The production and consumption of natural Andean and Amazonian ancestral products in Peru is threatened by the “biopiracy” of foreign companies who have filed over 11,690 patents for the domestic produce of the region, effectively poaching the natural heritage of the country. The resources are said to be rich in nutrients and vitamins and range from those with anti-aging properties to those that act as natural aphrodisiacs.
Small farmers could be among those worst affected if foreign companies obtain the patents. “Campesinos have been guardians of seeds and diversity generation after generation, from our ancestors to our fathers we have inherited the seeds,” said Director of the National Association of Ecological Products of Peru Moises Quispe.
“We campesinos are very conscious about it. These seeds are part of our lives, and if there’s a new owner who patents them for their own economic interests, it’s a very worrying situation.”
Peru has 4,400 species of native plants with various uses, including 1,200 which have medicinal properties. The products that have the highest number of patents filed are Tara with 3,989, Yacon with 3,211, Maca with 1,406, Cat’s Claw with 843, Cascarilla with 648 and Purple Corn with 294, among 23 others. The data was collected by the state-run National Commission Against Biopiracy, but they only monitor 35 of the 4,400 species facing this threat.
There are other signs that Peruvian government efforts to prevent biopiracy are lacking. The commission is staffed by only two technicians and remains the only state agency working on the issue.
While the phone number listed on their official website connects to the commission, the e-mail address is not in service. At the time this article was published, the agency was unable to offer a response as to which companies are trying to patent the resources, although a number of reports claim a significant portion of the companies are from China.
In contrast, Ecuador’s Secretary of Higher Education, Science, Technology and Innovation has recently published and updated a study which ranks the nationalities of companies attempting to patent their natural resources. The table is led by the United States and closely followed by Germany. Other countries on the list include Australia, Belgium, Israel, Netherlands and South Korea. One of the most notorious companies attempting to patent Ecuador’s natural resources is the Swiss-based transnational Syngenta, which invests heavily in political campaigns and lobbies politicians in the United States.
WATCH: Peru’s Ancestral Products in Danger of Biopiracy
Patents of existing products in Peru are only supposed to be allowed if there’s significant investment in research that results in innovation. However, a document produced by the Peruvian National Commission Against Biopiracy states that they have “observed that a considerable number of requests for patents filed and authorized do not satisfy the prerequisites for novelty and innovation.”
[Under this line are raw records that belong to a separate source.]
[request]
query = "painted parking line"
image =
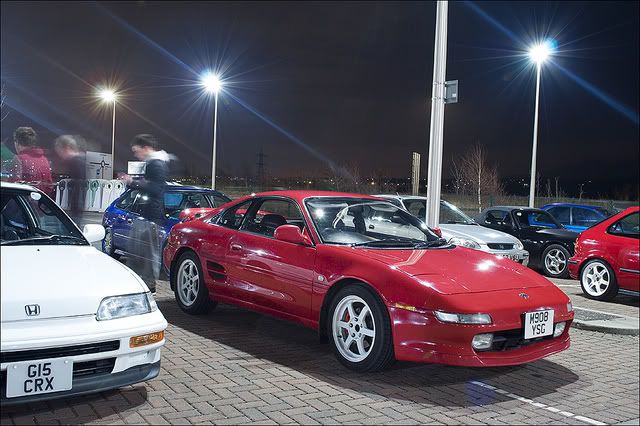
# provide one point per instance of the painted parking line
(538, 404)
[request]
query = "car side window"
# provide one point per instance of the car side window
(560, 213)
(217, 201)
(233, 217)
(126, 201)
(628, 226)
(271, 214)
(585, 217)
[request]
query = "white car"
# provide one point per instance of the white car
(73, 320)
(461, 230)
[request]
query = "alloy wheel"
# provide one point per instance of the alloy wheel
(354, 328)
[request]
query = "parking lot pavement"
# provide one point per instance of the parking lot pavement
(233, 366)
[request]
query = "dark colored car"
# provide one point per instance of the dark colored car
(549, 244)
(577, 217)
(119, 216)
(607, 259)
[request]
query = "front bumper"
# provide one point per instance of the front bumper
(420, 337)
(58, 337)
(93, 384)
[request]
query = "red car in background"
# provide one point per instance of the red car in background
(607, 259)
(376, 293)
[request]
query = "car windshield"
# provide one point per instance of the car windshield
(536, 219)
(28, 217)
(449, 214)
(365, 222)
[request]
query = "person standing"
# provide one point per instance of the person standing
(30, 164)
(144, 241)
(71, 150)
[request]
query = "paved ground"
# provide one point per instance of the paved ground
(233, 366)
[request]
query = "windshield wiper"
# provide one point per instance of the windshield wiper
(51, 238)
(384, 243)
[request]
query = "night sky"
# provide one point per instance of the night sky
(348, 83)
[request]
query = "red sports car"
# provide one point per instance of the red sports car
(607, 258)
(374, 280)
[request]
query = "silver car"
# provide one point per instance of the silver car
(461, 230)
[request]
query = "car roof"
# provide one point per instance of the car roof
(300, 195)
(20, 186)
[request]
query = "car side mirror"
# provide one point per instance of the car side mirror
(291, 234)
(93, 232)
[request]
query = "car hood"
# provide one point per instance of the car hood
(63, 280)
(477, 233)
(458, 270)
(561, 234)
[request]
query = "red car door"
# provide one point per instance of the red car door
(625, 246)
(215, 246)
(271, 274)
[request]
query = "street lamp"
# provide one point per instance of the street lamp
(109, 96)
(538, 54)
(212, 85)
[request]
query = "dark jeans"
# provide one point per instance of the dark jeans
(144, 248)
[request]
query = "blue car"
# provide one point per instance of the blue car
(577, 217)
(119, 216)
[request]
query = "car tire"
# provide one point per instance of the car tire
(107, 244)
(598, 281)
(362, 341)
(189, 287)
(555, 261)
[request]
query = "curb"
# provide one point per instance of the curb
(622, 326)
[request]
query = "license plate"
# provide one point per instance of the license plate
(538, 324)
(37, 377)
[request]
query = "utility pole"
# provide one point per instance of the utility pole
(434, 176)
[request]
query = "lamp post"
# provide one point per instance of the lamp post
(538, 54)
(213, 85)
(109, 96)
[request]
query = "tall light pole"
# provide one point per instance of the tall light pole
(434, 177)
(538, 55)
(109, 96)
(212, 84)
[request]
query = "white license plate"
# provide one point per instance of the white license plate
(538, 324)
(37, 377)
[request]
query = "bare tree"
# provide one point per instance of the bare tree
(481, 178)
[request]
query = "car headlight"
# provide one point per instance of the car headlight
(463, 318)
(126, 306)
(463, 242)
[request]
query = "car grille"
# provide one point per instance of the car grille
(512, 339)
(500, 246)
(61, 352)
(80, 369)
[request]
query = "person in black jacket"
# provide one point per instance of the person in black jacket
(149, 204)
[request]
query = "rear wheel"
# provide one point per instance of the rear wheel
(598, 280)
(360, 329)
(555, 260)
(107, 244)
(190, 290)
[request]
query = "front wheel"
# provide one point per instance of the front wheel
(360, 330)
(555, 260)
(190, 290)
(598, 280)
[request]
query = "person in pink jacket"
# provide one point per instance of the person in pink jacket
(30, 165)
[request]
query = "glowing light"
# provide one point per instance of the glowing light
(540, 52)
(108, 95)
(211, 83)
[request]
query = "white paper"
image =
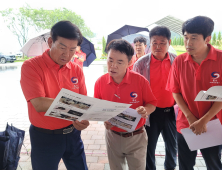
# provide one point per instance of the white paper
(212, 94)
(71, 106)
(212, 137)
(127, 120)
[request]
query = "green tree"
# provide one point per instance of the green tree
(178, 41)
(174, 41)
(17, 23)
(219, 39)
(104, 46)
(214, 39)
(45, 19)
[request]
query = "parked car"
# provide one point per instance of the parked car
(6, 57)
(19, 54)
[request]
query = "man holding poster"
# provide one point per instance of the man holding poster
(198, 69)
(125, 86)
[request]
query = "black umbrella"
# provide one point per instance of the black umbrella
(11, 141)
(88, 48)
(124, 31)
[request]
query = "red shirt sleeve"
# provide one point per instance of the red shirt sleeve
(82, 85)
(84, 56)
(97, 89)
(173, 83)
(31, 81)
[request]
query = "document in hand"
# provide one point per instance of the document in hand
(72, 106)
(212, 94)
(212, 137)
(127, 120)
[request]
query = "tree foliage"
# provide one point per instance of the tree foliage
(17, 23)
(214, 39)
(20, 21)
(45, 19)
(219, 39)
“They incorporate genetic resources and traditional knowledge that has been obtained in an illegal, irregular or questionable manner, to say the least,” it adds.
According to Alan Fairlie, a Peruvian Representative in the Andean Parliament that also features representatives from Bolivia, Chile, Colombia and Ecuador, a lack of protection for ancestral seeds could affect farmers and local consumers and this is partly the fault of free trade agreements that have been created to exclusively serve the interests of big business.
“In free trade agreements, the aspect of intellectual patents for medicines, software, brands and authorship has been prioritized, but there isn’t a counterpart for respecting the biodiversity of the Cartagena Protocols that the Andean community put forth to defend traditional knowledge.”
“If what we do is facilitate patents of plants that comply to free trade agreements that we have accepted and signed, with nothing that develops, we have made ourselves vulnerable,” he adds.
Regarding how this may affect Peruvians, Moises Quispe argues that “having to buy seeds would impoverish campesinos more” as it would likely result in them becoming dependent on the companies for the seeds. “It could turn campesinos into buyers of seeds. That’s what is coming, and it would be the large companies that become rich with our resources.”
Indeed, the case of Maca seems to confirm Quispe’s argument. Last year there was a series of new reports about Chinese merchants traveling to Junín in the Southern Andes region of Peru to illegally purchase and extract live seeds from the area. Quispe claims the campesinos sold the seeds out of necessity and under the promise of yearly sales. However, the merchants have not returned, and Maca has started being produced in China. The price of a kilo of the product dropped from US$50 to US$3.50, making it a far less profitable crop for small Peruvian farmers.